The most recent BOS members’ survey from April showed that 82% of members were concerned about more patients seeking DIY orthodontics during the pandemic, and 98.92% wanted to see the GDC take action.
The British Dental Association was more critical of the GDC’s statement saying on the BDA News website that “Newly published guidance for patients on the risks of direct-to-patient orthodontics is no substitute for meaningful regulation.”
The BDA said DTC orthodontics “Can lead to fundamental changes to a patient’s mouth that may be irreversible. The BDA has raised concerns directly with regulators – the Care Quality Commission and General Dental Council – about this practice since 2019.”
“The new patient guidelines from the GDC acknowledge vital principles long advocated by the BDA that orthodontic patients need to be fully assessed by a dentist, that direct dentist-to-patient interaction – the basis for informed consent - is essential, and that patients must know the name and registration number of the dentist responsible for their care.”
“However, the guidance does not offer any clarity on what sanctions the GDC might utilise and how the regulator backs up its assumption that such models of care are "safe for many people.”
“Dentists have stressed the risk of misdiagnosis and lack of informed consent in the absence of face-to-face consultations throughout the course of treatment.”
“The BDA has seen cases of patients with advanced gum disease that have been provided with these retainers, potentially leading to tooth loss.”
“Last year an investigation into a leading provider by U.S. network NBC revealed a wide range of complaints on treatment outcomes, including migraines and nerve damage. Patients were not required to have any in-person assessment with a dentist, and unhappy customers were made to sign non-disclosure agreements.”
BDA Chair Eddie Crouch said "Guidelines are one thing, but what’s really needed are rules and regulation to protect patients.
"Regulators have recognised that with braces a sound diagnosis based on informed consent is key. They can offer warnings, but they cannot escape the fact the direct-to-patient model is incompatible with many of the basic principles underpinning decent care.
"Until we see proper safeguards dentists will be left picking up the pieces when patients have undergone wholly inappropriate treatment.”

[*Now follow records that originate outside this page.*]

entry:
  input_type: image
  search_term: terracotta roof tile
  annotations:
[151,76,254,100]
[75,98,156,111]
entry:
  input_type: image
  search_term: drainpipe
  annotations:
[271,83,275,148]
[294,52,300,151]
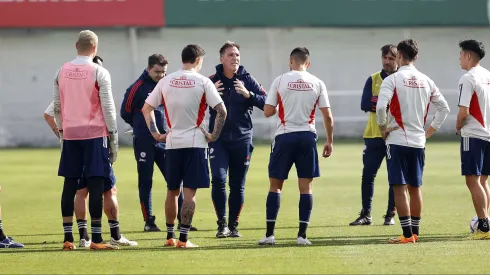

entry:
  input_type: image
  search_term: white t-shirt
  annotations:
[146,70,223,149]
[265,70,330,136]
[458,66,490,141]
[376,65,449,148]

The Oral Health Foundation also welcomed the GDC’s statement. A press release from the OHF said the “Charity believes that this announcement solidifies the critical role a trained dental professional plays in orthodontic treatment and underscores the importance of a physical face-to-face examination.”

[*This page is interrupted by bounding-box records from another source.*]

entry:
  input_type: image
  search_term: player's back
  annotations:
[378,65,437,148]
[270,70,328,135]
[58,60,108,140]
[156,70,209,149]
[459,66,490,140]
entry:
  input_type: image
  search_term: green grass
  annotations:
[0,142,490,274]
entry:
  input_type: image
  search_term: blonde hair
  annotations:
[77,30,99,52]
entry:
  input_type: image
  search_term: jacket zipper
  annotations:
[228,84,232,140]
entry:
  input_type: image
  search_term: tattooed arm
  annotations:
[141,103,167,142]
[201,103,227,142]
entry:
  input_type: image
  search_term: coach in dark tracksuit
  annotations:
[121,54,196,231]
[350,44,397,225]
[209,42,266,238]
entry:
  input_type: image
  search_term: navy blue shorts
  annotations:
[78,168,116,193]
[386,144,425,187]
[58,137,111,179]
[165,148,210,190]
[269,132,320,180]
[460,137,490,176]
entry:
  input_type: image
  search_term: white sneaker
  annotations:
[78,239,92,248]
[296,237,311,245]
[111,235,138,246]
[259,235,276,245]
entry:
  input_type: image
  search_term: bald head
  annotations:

Dr Nigel Carter OBE, Chief Executive of the Oral Health Foundation, hopes this clear stance from the GDC will send a warning sign to anyone thinking of trying DIY orthodontics.

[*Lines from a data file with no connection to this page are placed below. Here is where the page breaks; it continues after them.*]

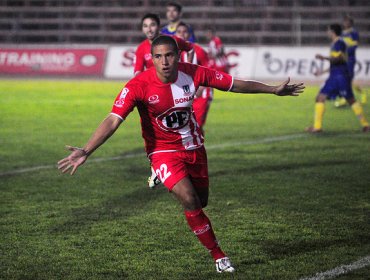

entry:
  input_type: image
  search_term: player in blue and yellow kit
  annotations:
[306,24,370,133]
[335,16,367,107]
[161,2,196,43]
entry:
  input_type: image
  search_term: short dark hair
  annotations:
[166,1,182,13]
[329,23,342,36]
[176,21,190,31]
[150,35,179,54]
[141,13,161,26]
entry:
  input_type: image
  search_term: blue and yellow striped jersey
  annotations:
[330,38,347,74]
[342,28,360,61]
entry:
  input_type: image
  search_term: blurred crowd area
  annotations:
[0,0,370,46]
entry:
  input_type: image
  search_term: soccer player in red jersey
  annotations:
[58,36,304,273]
[175,22,213,135]
[161,2,196,43]
[207,29,229,73]
[134,13,193,76]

Dr Carter said “When it comes to orthodontic treatment the input of a trained dental professional is key if both the patients’ expectations are to be met and also to ensure safety.
“Innovation in orthodontic treatments is always welcome however it must not come at the expense of patient safety or effectiveness. What this statement from the GDC emphasises is the role professional orthodontists play in providing safe and effective treatment. It also underscores the need for a physical examination in order to be able to effectively assess a patient.”
The Oral Health Foundation has long been aware of the need for patients to be able to make informed and safe decisions when it comes to orthodontic treatment. That is why the charity set up SafeBrace in partnership with the British Orthodontic Society. The campaign aims to offer the public independent and impartial information and advice about all things orthodontics. This includes the processes involved and how to get orthodontic treatment in a safe and effective manner.